As baseball cards grow in popularity by the middle of the 20th century, other sports leagues and companies wanted to get involved in the game. Trading cards took off again in the 1980s, when it seemed that every kid had his or her own collection of sports cards. Trading cards as a hobby appeared to peak in the mid-1990s, with trading card series as diverse as Garbage Pail Kids and Olympic athletes.

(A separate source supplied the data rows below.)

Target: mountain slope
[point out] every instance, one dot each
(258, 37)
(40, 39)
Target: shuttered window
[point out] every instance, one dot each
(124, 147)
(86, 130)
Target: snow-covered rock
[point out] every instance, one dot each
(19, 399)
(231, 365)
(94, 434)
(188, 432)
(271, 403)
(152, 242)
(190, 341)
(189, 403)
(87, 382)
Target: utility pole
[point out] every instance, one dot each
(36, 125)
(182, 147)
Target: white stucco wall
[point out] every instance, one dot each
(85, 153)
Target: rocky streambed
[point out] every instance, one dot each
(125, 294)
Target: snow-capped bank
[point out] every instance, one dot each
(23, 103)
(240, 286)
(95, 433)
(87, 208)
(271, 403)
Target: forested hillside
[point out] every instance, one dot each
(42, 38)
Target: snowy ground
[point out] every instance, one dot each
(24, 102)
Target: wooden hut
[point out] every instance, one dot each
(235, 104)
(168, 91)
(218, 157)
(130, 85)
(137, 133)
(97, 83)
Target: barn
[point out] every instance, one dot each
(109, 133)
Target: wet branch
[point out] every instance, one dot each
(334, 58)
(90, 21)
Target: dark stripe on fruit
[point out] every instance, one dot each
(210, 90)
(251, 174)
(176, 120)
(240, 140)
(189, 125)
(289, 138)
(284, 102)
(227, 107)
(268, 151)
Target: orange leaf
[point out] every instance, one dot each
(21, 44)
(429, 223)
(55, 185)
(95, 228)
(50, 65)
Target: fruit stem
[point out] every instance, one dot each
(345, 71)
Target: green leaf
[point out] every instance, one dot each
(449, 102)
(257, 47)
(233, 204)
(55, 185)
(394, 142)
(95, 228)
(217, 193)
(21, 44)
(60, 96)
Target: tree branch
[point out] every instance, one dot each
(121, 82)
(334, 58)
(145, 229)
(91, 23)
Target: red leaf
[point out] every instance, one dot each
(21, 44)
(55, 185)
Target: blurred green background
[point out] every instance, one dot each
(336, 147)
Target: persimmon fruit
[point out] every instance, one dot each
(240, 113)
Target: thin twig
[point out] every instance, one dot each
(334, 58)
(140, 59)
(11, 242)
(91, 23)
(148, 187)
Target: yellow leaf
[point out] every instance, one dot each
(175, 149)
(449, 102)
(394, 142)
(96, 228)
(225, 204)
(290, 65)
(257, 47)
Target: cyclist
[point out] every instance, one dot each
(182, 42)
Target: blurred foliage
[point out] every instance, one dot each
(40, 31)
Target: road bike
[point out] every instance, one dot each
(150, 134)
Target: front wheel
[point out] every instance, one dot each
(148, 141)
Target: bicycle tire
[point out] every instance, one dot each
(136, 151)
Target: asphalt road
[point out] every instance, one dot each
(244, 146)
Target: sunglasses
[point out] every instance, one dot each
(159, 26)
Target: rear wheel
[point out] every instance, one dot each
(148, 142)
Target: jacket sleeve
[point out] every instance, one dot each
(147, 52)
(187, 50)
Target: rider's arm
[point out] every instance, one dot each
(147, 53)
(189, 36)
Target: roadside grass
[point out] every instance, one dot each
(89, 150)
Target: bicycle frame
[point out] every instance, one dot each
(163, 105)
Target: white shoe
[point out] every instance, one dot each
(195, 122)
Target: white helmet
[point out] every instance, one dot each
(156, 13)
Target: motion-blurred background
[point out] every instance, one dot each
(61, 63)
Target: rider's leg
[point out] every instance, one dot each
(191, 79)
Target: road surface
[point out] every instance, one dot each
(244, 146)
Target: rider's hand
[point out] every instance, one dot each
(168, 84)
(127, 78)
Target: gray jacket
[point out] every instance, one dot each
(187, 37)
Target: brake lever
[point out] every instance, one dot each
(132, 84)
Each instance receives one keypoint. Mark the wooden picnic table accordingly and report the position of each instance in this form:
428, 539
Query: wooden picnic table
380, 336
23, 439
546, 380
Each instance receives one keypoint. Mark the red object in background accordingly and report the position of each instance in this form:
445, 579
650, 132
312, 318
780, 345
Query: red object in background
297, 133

Some popular trading cards
While sports cards have remained the mainstay of trading cards, the previous few decades have seen the rise (and sometimes fall) of pop culture card series. Anyone who grew up in the 1980s and 1990s will recognize non-sports trading card series such as Uh-Gi-Oh !, Pokemon, Magic: The Gathering, Digimon, and World of Warcraft.
Even Hollywood has gotten into the act, with many popular cult television and movie franchises moving into the trading card field. Some of the shows that have made the successful leap into trading card series include Star Trek (in its many iterations), Buffy the Vampire Slayer, The X Files, and South Park. Popular movies have included Ace Ventura, Independence Day, and even older movies such as The Wizard of Oz and The Rocky Horror Picture Show.
Leading trading card companies
The trading card market is dominated by a small number of noticeable companies. These leading companies include Topps, Leaf Candy Company, Donruss, Fleer, and Upper Deck. These companies, while known primarily for their sports cards, actually produce sports and non-sports series.
How to rate your cards
Like most collectibles, how much any particular trading card is worth is greatly impacted by the condition and quality of the card. Mint or Near Mint condition cards are those cards with virtually no flaws; they have no creases, have crisp edges and corners, and do not have any obvious signs of damage or distress. Things that can move a card away from Mint condition include writing on the card, off-centered prints, "soft" corners, tears, creases, and other imperfections. On the lower end of the scale, Poor cards are those that feature serious damage, most likely tears, significant creases, and / or worn corners.
How do you keep your cards safe? There are countless storage and protective items available to help your trading cards in the best possible condition. Plastic sleeves and soft covers do an adequate job of protecting cards from minor damage, although the potential for creases and bends is still quite significant. If you have high value cards, they should be placed in hard cases.
In order to price your cards, card value guides are available for most common collectible series. Beckett price guides generally mark industry standards of popular card collections, including sports trading cards.
Starting out collecting trading cards
Collecting trading cards is one of the most popular hobbies in the United States. It is no wonder there is that there is a wealth of information and resources available to card collectors, both new and old. Online communities and price guides help collectors determine the value of their cards and discuss their shared hobby. Card shows also take place in major metropolitan areas, and allow large numbers of buyers and sellers to meet together for a card exchange.